Purpose: To study the effects of microgravity on disc degeneration and establish an in vitro simulated microgravity study model.
Study Design: Discs were cultured in static and rotating conditions in bioreactor, and the characteristics of disc degeneration were evaluated.
Methods: The mice discs were cultured in a rotating wall vessel bioreactor where the microgravity condition was simulated. Intervertebral discs were cultured in static and microgravity condition. Histology, biochemistry, and immunohistochemical assays were performed to evaluate the characteristics of the discs in microgravity condition.

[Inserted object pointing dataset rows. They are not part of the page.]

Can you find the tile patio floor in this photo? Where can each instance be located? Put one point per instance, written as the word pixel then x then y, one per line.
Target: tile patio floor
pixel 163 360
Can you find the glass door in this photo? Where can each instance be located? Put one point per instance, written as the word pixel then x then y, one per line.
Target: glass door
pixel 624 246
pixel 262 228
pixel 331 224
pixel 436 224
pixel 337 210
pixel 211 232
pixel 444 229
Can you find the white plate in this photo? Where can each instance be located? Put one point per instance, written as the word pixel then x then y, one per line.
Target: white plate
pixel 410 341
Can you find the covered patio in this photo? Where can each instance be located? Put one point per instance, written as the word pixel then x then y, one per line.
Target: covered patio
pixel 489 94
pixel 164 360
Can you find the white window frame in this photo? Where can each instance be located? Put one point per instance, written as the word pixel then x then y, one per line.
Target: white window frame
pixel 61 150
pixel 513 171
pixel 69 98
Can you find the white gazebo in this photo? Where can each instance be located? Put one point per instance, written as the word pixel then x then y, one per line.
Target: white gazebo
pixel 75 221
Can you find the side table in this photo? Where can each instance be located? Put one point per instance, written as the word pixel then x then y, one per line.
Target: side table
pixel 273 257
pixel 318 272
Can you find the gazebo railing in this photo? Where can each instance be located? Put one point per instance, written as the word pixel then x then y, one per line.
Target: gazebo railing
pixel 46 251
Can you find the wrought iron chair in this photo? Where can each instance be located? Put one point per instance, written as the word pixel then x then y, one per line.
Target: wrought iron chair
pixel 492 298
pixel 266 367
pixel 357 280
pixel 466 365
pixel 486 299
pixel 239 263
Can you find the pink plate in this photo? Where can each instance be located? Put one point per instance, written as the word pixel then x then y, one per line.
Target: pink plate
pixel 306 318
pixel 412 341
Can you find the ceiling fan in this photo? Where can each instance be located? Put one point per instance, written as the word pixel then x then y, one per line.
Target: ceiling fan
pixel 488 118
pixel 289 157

Results: Intervertebral discs cultured in rotating bioreactors were found to develop changes of disc degeneration manifested by reduced red Safranin-O staining within the annulus fibrosus, downregulated glycosaminoglycan (GAG) content and GAG/hydroxyproline ratio, increased matrix metalloproteinase 3 expression, and upregulated apoptosis.
Conclusions: We conclude that simulated microgravity induces the molecular changes of disc degeneration. The rotating bioreactor model will provide a foundation to investigate the effects of microgravity on disc metabolism.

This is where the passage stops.